ENV PYTHONDONTWRITEBYTECODE=1 \
    PYTHONUNBUFFERED=1

WORKDIR /app
COPY app /app/app
COPY data /app/data
COPY requirements.txt /app/requirements.txt

RUN pip install --no-cache-dir -r /app/requirements.txt

EXPOSE 8080
CMD ["uvicorn", "app.main:app", "--host", "0.0.0.0", "--port", "8080", "--workers", "1"]

requirements.txt:

fastapi[all]
uvicorn
langchain
openai
faiss-cpu
pinecone-client
python-dotenv
tiktoken
numpy

Build and run:

docker build -t rag-fastapi:latest .
docker run --rm -p 8080:8080 \
  -e OPENAI_API_KEY=YOUR_API_KEY \
  -e PINECONE_API_KEY=YOUR_PINECONE_KEY \
  -e AUTH_TOKEN=change-me \
  rag-fastapi:latest

Code / JSON Snippets

Production prompt template (simple, robust)

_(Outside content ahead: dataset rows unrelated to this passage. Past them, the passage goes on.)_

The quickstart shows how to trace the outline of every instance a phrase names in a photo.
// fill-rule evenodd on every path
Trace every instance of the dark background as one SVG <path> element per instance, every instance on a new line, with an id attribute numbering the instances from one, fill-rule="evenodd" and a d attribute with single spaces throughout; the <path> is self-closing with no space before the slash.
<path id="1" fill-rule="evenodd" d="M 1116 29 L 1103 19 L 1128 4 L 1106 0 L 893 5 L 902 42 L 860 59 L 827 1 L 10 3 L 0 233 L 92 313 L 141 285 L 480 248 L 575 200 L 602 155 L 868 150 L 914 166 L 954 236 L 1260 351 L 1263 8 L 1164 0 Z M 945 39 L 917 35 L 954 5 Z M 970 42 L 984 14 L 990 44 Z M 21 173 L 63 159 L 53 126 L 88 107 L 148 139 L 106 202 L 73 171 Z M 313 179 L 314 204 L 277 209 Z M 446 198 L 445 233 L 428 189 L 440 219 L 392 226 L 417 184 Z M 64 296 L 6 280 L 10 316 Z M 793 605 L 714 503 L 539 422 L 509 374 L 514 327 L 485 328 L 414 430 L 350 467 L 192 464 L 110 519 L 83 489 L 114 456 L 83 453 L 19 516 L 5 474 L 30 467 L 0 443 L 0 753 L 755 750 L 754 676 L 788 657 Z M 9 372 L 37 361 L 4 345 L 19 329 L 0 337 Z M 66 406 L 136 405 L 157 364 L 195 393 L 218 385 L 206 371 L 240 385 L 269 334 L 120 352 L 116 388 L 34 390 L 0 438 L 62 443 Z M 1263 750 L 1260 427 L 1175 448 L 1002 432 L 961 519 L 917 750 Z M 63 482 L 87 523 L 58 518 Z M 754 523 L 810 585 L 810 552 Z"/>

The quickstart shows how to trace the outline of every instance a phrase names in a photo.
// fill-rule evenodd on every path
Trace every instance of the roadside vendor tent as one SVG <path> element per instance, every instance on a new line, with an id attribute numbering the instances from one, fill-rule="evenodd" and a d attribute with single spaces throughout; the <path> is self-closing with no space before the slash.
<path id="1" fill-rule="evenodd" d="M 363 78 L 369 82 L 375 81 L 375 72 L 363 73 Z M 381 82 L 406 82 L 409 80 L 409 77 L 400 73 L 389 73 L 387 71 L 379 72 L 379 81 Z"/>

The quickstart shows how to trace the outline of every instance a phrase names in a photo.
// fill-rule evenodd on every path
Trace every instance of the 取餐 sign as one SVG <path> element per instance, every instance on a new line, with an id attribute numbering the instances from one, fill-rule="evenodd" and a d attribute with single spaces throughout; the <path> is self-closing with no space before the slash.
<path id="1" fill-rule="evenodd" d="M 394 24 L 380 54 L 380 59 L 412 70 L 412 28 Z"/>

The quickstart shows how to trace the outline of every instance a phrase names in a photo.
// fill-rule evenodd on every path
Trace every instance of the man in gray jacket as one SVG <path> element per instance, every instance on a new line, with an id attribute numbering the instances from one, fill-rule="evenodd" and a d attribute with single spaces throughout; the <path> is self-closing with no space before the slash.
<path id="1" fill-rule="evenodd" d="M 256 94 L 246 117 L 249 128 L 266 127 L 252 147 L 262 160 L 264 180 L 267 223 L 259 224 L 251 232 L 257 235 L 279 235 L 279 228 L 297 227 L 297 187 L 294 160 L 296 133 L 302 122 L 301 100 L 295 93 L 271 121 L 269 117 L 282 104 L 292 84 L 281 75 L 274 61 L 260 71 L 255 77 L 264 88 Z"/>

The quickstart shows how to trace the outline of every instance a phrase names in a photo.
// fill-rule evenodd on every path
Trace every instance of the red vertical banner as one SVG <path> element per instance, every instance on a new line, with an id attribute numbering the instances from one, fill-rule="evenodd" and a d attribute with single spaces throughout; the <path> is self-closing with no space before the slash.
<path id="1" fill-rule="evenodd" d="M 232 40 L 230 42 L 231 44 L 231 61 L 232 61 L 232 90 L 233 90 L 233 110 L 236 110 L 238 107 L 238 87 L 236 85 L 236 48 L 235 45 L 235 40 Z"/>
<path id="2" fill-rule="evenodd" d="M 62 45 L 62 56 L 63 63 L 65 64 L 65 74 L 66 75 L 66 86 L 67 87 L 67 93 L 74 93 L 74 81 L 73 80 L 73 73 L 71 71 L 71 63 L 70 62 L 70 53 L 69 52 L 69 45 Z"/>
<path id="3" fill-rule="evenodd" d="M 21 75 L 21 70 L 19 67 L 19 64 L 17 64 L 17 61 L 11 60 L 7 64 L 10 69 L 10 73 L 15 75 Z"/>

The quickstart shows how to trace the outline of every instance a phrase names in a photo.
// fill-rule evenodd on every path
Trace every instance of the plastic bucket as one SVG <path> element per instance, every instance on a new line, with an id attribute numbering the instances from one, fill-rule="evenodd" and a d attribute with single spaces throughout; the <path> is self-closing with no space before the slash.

from langchain.prompts import PromptTemplate

template = """
You are a precise assistant. Cite only from the provided context.
If the answer is not in context, say "I don't know".

Question: {question}

Context:
{context}

Answer with 2–4 sentences and list cited filenames in brackets.
"""

prompt = PromptTemplate.from_template(template)
# In RetrievalQA.from_chain_type(...), pass chain_type_kwargs={"prompt": prompt}

Workflow JSON for deployment

{
  "workflow": {
    "service": "fastapi",
    "endpoints": ["/rag/query", "/rag/eval", "/healthz"],
    "retrievers": ["faiss", "pinecone"],
    "weights": [0.5, 0.5],
    "model": "gpt-4-turbo",
    "k": 3,
    "auth": "bearer",
    "observability": ["latency_ms", "faithfulness"],
    "docker": "rag-fastapi:latest"
  }
}

Use Cases / Scenarios

Internal support copilot with local manuals in FAISS and regulated PDFs indexed in Pinecone.
API doc assistant that blends private READMEs (FAISS) with public guides (Pinecone).
Compliance Q&A where answers must cite specific files and locations.

Limitations / Considerations

Security: Do not expose raw documents with PII. Redact at ingestion.
Cost: embedding large corpora is non-trivial. Batch and cache aggressively.
Latency: Pinecone adds RTT. Use adaptive k and request batching.
Relevance: consider rerankers for hard queries.

Fixes (Pitfalls → Solutions)

Over-long contexts → Use 800–1200 token chunks and a strict prompt.
Stale embeddings → Re-embed on content update. Track document last_modified.
Weak citations → Attach source, page, loc metadata at ingest.
Cold starts → Warm LLM session with a health probe calling a trivial prompt.

FAQs

How do I add reranking?
Insert a reranker stage after merging FAISS+Pinecone results. Keep the top 4–6 by cross-encoder score.

How do I scale?
Front with an API gateway. Use autoscaling pods. Cache frequent Q&A responses.

Can I run fully offline?
Yes. Replace OpenAI with a local model and Pinecone with a local vector DB like Chroma or Milvus.

How do I log prompts safely?
Hash user inputs and mask entities. Store only metadata and latency.

Conclusion

You now have a unique, production-leaning RAG stack:

Multi-source retrieval with FAISS + Pinecone
Quantitative evaluation endpoint for faithfulness and latency
FastAPI service with simple auth, Docker packaging, and clear interfaces

This is a developer-ready USP: measurable answers, reliable citations, and an API you can ship today.